研究課題
本研究初年度の目標として、表面プラズモンの伝播方向を軌道角運動量によって制御できるバレー分極を示すプラズモニック結晶、すなわちバレープラズモニック結晶の詳細な設計を計画していたが、これは無事に完了した。設計には有限差分時間領域法による電磁場シミュレーションを用い、金属ナノ構造が周期的に配列した系をモデルとして、各構造パラメータを選択した。また、このバレープラズモニック結晶上に鉛ハライドペロブスカイト薄膜を成膜する技術が確立され、本研究で目標とする任意の波長の光吸収を示す物質を介したバレー分極プラズモン伝播のアクティブ制御に関する実験へ進むことができるようになった。そのようなバレープラズモニック結晶と半導体とが組み合わさった複合系の中での局所的な物性評価に、走査透過電子顕微鏡を基盤としたカソードルミネセンスを用いることを計画しており、その準備として半導体からの蛍光の寿命測定を実施したが、その中で、これまで確立されていなかった半導体からのカソードルミネセンスのダイナミクスに関する重要な知見を思わぬ形で得た。その知見は本研究の目的達成に直接的に影響しないが、今後のカソードルミネセンスによるナノスケールの光物性研究一般に進展をもたらす波及効果が期待される。またバレープラズモニック結晶と半導体の複合系における光スイッチ特性を計測するためのレーザー顕微鏡も、予定どおり無事に調整され、2023年度以降の研究計画を滞りなく遂行できる状況にある。
2: おおむね順調に進展している
当初の予定どおり、バレープラズモニック結晶の詳細な構造パラメータを含む設計が完了している。また、半導体と組み合わせた系における光スイッチ特性を計測するためのレーザー顕微鏡のセットアップも完了している。さらに、バレープラズモニック結晶と組み合わせる物質として、当初計画にあった遷移金属ダイカルコゲナイドだけでなく、鉛ハライドペロブスカイト薄膜も選択できるようになった点など、当初計画以上の展開があった事項もある。半導体からのカソードルミネセンスのダイナミクスにおける重要な発見も、当初計画以上の展開として特筆すべき事項である。一方、バレープラズモニック結晶自体の実験的な特性評価が不十分であり、この点については2023年度に重点的に行うことで遅れを取り戻す必要がある。以上を総合して、おおむね順調に進展していると評価できる。

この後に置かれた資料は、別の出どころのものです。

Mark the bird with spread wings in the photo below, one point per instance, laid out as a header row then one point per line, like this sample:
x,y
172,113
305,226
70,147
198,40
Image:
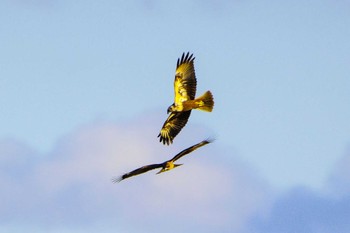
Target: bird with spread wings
x,y
166,166
185,85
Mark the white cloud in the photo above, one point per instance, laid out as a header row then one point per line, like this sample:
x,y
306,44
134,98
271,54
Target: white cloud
x,y
71,186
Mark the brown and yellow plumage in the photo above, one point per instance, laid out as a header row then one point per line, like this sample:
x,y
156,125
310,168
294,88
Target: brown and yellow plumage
x,y
185,85
166,166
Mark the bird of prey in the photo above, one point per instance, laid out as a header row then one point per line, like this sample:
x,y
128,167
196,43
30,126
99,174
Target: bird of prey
x,y
166,166
185,85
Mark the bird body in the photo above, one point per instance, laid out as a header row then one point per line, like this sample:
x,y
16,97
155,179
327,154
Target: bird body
x,y
165,166
185,85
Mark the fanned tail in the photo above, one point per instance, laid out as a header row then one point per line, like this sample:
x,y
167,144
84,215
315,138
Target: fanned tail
x,y
205,102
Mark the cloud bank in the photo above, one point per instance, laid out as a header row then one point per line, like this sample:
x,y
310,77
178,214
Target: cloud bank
x,y
70,188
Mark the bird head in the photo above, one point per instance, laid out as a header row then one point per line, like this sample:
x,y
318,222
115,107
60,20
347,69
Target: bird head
x,y
171,108
168,166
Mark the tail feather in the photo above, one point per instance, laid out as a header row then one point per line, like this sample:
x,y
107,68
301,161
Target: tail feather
x,y
206,102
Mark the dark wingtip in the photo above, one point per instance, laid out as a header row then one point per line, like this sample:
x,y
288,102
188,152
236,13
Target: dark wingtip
x,y
117,179
209,140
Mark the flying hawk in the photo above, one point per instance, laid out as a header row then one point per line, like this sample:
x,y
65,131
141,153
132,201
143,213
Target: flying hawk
x,y
185,85
166,166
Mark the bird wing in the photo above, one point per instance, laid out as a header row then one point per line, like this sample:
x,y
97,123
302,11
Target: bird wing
x,y
185,83
190,149
137,171
172,126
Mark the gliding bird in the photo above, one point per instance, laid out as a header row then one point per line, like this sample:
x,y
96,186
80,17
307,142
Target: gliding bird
x,y
185,85
166,166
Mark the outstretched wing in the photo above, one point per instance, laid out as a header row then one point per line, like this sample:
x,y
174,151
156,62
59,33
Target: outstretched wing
x,y
172,126
185,83
137,171
190,149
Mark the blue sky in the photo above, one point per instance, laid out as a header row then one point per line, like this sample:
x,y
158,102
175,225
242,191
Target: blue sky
x,y
84,88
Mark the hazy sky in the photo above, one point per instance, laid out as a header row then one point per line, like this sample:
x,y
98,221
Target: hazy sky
x,y
84,88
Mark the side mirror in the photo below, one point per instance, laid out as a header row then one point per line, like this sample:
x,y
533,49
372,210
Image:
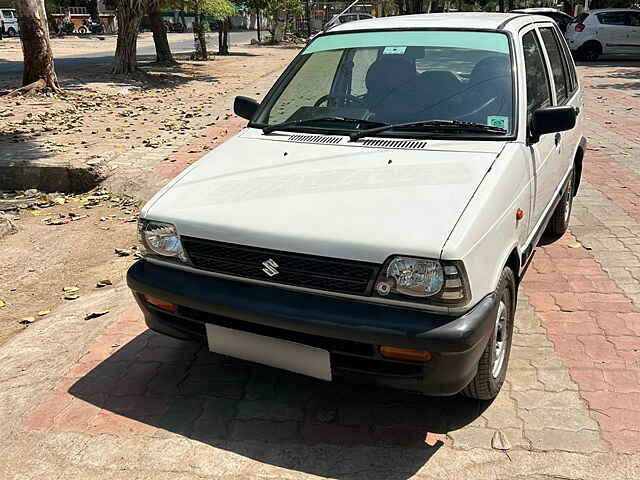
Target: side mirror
x,y
551,120
245,107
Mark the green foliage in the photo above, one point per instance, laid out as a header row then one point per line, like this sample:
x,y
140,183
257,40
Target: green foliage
x,y
218,9
272,7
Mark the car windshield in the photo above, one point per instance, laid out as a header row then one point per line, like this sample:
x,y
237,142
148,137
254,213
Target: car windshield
x,y
391,77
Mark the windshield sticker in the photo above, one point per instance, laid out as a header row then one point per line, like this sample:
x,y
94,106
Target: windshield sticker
x,y
394,50
498,121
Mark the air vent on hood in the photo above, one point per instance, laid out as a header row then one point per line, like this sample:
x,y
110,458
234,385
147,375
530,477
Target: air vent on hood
x,y
315,139
407,144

バレープラズモニック結晶と半導体とを組み合わせた系の作製は順調に進行しており、その巨視的な、あるいは局所的な応答を調査する目途もたっている。当初の計画どおり、これを推進するという判断が合理的である。ただし、初年度の研究で、当初想定していなかった展開も2点示唆されている。1点目はバレープラズモニック結晶と鉛ハライドペロブスカイト薄膜との組み合わせである。これは当研究グループが利用可能なカソードルミネセンスならびにレーザー顕微鏡といった測定系に大きな変更を加えることなく研究可能であり、当初計画に支障をきたさない範囲で、展開する予定である。もう1点目はカソードルミネセンスのダイナミクスに関する重要な発見であり、これを深めることは基礎的研究として大きなインパクトをもたらす可能性がある。これも当初計画に支障をきたさない範囲で、追加研究事項とする予定である。